Meus pés estão gelados. O centro da capital espanhola, da capital paulistana, da cidade capital, está toda vida em frente, preciso chegar a casa. Já passa das seis da tarde. Estou numa auto-estrada chegando do sul. Cidades que não a nossa são todas parecidas, todas estranhas igualmente. Não será o centro de outra cidade, onde o guarda apita de cima de um banquinho em praça pública? Quero fazer o retorno. Quero parar, voltar para casa. Já estava tão perto, já sentia o cheiro dos presuntos pendurados, do açafrão no arroz, do feijão com torresmo. Carros todos, buzinas me empurrando. Cavalariças de Áugias, bois de Gerião. Preciso voltar à estrada. Onde o norte.

Pequena fresta de alívio, sinto o cheiro da madeira tocando meu corpo. Deitada neste deque, olho o céu que se esvaece em água transparente. As ondas chegam fininhas e se esparramam lentas numa areia branca, onde houvera nuvens agora espumas. Estou onde, fazendo o quê. Se mar lá em cima, então é céu onde repouso o corpo. Estou flutuando em terra. Aprazível sensação, quero continuar represada nesta suavidade. Macios, lisos pés de criança se esfregam em meus calejados sustentáculos. Velocinos de ouro, górgonas petrificadas, cordas de loureiros alçadas ao convés. Um jardim distante, um fogão de lenha e o cheiro do jasmim. Vulto de minha avó amassando o pão de mandioca. Chamas lambendo o ferro, pedindo água, gotas fervilhantes saltitando felizes no arco-íris de borralho.
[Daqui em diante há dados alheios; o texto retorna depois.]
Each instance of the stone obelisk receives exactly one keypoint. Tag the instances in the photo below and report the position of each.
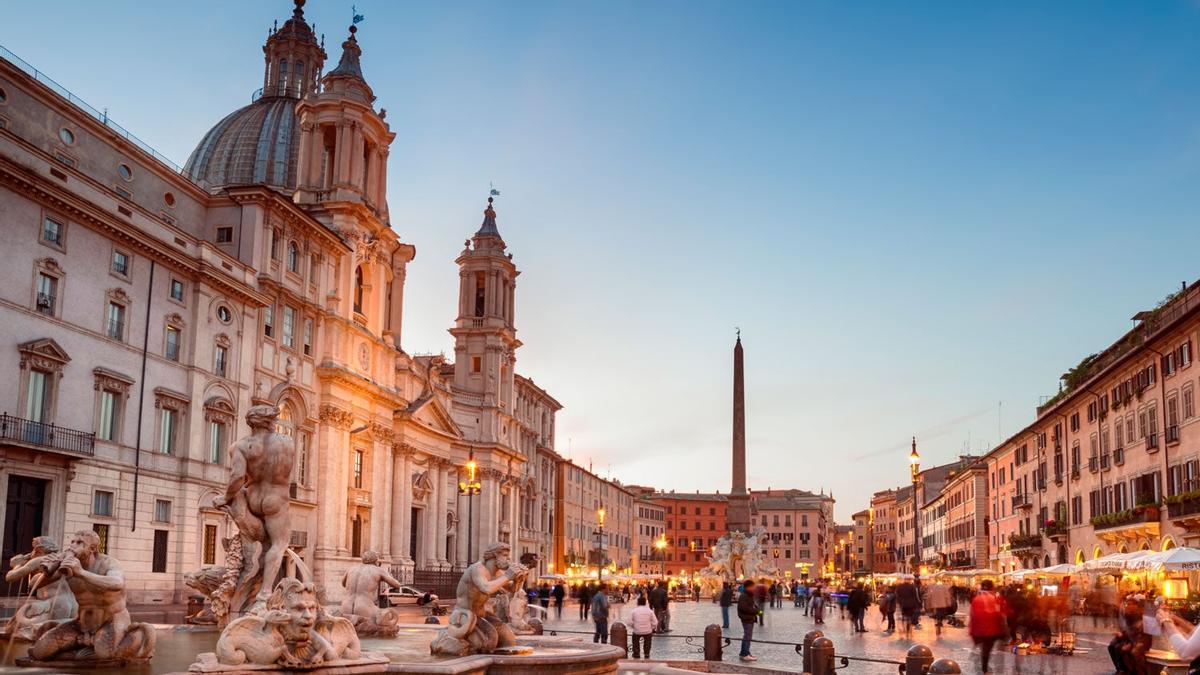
(737, 515)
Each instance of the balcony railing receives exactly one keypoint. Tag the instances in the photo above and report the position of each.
(47, 435)
(1125, 518)
(1018, 542)
(101, 117)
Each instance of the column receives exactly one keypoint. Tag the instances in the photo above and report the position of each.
(399, 547)
(381, 531)
(430, 553)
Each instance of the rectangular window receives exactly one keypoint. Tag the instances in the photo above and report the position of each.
(52, 232)
(108, 410)
(47, 293)
(216, 441)
(289, 326)
(120, 263)
(210, 544)
(172, 351)
(115, 321)
(102, 533)
(102, 503)
(161, 511)
(160, 551)
(220, 358)
(167, 431)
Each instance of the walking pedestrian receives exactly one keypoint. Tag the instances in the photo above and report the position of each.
(559, 593)
(888, 608)
(659, 603)
(760, 596)
(987, 621)
(748, 613)
(817, 604)
(857, 603)
(643, 622)
(600, 614)
(726, 602)
(939, 602)
(585, 601)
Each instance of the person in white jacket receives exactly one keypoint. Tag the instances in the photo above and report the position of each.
(643, 622)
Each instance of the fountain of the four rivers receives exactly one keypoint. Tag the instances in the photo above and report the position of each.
(75, 616)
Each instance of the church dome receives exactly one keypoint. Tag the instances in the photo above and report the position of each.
(257, 144)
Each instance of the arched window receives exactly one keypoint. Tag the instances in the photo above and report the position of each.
(358, 290)
(299, 77)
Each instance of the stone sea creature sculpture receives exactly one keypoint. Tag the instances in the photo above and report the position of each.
(473, 627)
(49, 602)
(102, 634)
(361, 584)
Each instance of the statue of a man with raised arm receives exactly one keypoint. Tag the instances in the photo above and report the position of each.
(257, 497)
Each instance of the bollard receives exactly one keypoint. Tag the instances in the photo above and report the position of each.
(807, 656)
(822, 657)
(618, 637)
(713, 641)
(945, 667)
(918, 659)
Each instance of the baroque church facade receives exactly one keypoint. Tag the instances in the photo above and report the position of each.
(149, 306)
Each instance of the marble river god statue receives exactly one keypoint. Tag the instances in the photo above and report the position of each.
(102, 634)
(49, 602)
(361, 584)
(473, 627)
(257, 499)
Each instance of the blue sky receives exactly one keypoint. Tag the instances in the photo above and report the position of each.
(915, 211)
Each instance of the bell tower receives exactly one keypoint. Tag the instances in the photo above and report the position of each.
(485, 335)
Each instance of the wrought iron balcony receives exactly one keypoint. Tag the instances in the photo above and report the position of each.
(47, 436)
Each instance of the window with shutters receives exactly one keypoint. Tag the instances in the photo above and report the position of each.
(210, 544)
(159, 566)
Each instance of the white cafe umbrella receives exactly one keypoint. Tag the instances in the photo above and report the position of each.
(1175, 560)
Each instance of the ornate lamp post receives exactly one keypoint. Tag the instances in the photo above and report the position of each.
(471, 487)
(660, 547)
(600, 550)
(915, 466)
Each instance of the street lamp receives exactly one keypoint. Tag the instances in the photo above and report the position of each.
(915, 466)
(600, 550)
(471, 487)
(661, 545)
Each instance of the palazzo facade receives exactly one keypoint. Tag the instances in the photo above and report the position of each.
(148, 306)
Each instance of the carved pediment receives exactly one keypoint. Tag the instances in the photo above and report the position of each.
(43, 354)
(112, 381)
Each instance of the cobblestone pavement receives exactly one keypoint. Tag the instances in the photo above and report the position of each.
(789, 625)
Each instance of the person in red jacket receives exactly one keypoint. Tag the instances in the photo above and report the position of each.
(987, 621)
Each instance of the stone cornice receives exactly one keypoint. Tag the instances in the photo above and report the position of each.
(35, 185)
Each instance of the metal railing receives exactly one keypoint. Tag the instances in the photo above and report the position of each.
(101, 117)
(47, 435)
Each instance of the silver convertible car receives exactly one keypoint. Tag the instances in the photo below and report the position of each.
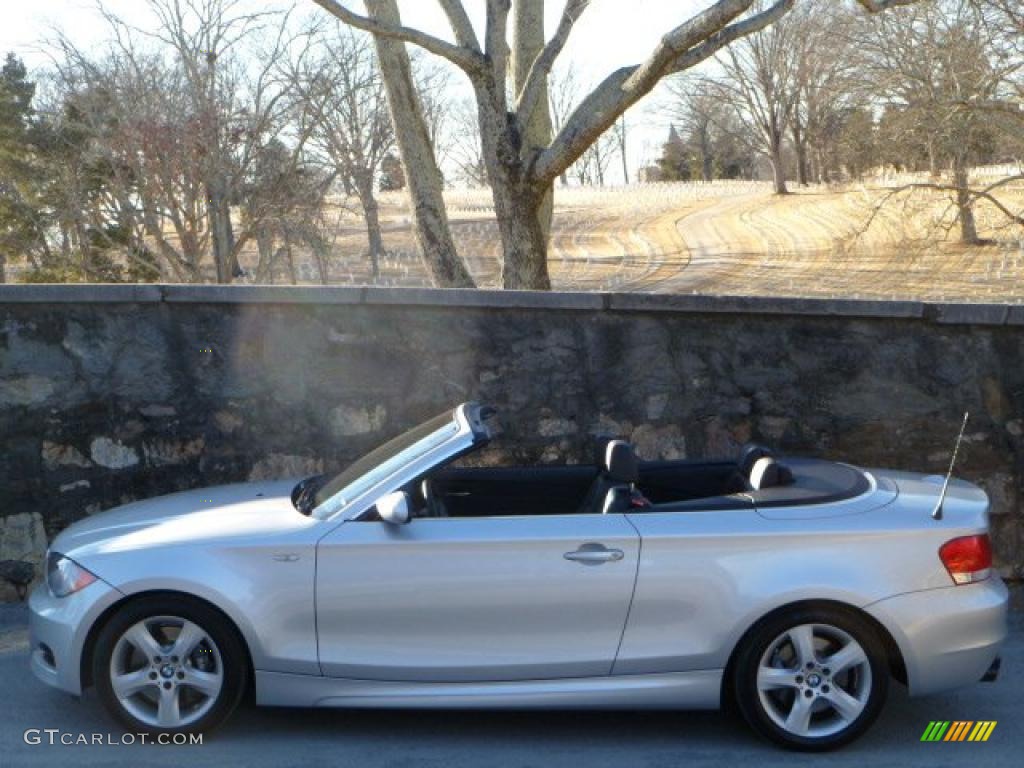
(794, 590)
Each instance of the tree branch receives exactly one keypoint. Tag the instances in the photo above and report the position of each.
(497, 48)
(877, 6)
(470, 61)
(530, 93)
(688, 44)
(461, 26)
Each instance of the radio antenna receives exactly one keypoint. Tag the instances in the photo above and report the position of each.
(937, 512)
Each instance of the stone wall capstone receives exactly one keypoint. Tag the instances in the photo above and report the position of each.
(112, 393)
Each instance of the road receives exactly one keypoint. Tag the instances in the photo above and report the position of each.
(633, 739)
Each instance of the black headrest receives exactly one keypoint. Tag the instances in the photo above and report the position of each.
(749, 456)
(621, 462)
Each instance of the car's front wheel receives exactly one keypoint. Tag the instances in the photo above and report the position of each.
(169, 665)
(811, 679)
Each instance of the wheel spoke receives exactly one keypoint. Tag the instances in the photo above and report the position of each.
(168, 713)
(850, 654)
(130, 682)
(803, 643)
(187, 639)
(846, 706)
(142, 639)
(799, 720)
(205, 682)
(771, 677)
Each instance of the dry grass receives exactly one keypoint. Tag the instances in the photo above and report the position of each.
(721, 238)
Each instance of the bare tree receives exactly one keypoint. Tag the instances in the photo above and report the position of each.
(523, 155)
(621, 130)
(761, 82)
(336, 88)
(182, 120)
(423, 176)
(937, 67)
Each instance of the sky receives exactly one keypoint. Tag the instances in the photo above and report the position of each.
(611, 34)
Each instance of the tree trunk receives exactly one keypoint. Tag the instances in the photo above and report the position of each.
(622, 151)
(423, 177)
(778, 166)
(221, 231)
(264, 251)
(933, 161)
(524, 237)
(965, 205)
(526, 228)
(707, 155)
(371, 212)
(800, 143)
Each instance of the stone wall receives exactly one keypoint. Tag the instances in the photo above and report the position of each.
(114, 393)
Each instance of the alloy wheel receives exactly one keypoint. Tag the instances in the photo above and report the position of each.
(166, 671)
(814, 680)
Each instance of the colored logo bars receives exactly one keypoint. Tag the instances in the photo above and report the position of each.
(958, 730)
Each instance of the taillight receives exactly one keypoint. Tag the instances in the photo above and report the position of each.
(968, 558)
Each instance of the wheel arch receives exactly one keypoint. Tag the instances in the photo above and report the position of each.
(89, 646)
(894, 655)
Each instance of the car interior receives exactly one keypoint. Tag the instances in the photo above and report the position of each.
(617, 481)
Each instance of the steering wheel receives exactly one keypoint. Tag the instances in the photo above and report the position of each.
(435, 506)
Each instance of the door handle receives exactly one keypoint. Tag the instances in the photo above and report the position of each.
(594, 556)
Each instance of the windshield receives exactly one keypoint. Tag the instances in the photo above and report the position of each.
(383, 462)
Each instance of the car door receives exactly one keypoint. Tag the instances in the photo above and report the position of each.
(475, 599)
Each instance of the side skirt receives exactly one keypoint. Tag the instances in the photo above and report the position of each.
(677, 690)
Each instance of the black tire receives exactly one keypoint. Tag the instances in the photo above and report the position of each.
(231, 660)
(830, 622)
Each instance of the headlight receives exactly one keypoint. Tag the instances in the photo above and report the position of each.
(64, 576)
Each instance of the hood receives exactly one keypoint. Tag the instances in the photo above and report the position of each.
(239, 511)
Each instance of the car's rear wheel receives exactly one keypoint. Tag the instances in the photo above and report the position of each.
(169, 665)
(811, 679)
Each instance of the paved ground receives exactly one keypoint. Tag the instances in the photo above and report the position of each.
(284, 737)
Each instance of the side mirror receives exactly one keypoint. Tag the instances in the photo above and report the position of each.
(393, 508)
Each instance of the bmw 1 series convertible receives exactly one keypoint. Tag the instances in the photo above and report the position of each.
(794, 590)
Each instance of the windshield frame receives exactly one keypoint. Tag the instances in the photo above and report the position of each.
(461, 432)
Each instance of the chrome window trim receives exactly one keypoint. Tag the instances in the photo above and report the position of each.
(462, 439)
Grito lancinante da suindara no meio da noite. Paralisia. O barulho externo faz-me lembrar das mãos geladas. Volta o peso, uma tristeza de lesma, não, de peixe-boi, massa gordurenta espalhada em toneladas imprecisas. Preciso voltar. Não sei o que acontece comigo, se me abro ou me fecho, planta -dormideira. De onde parti? Para onde estou indo? Quero sair, retornar à estrada asfaltada. Onde o norte.

Onde estou, pergunto. Sonho, morte, alguma coisa, comigo, com alguém, estou próxima, estou distante. Preciso de ajuda, um pé fora da cama, âncora da ressaca, pesadelo. O fio de Ariadne, onde.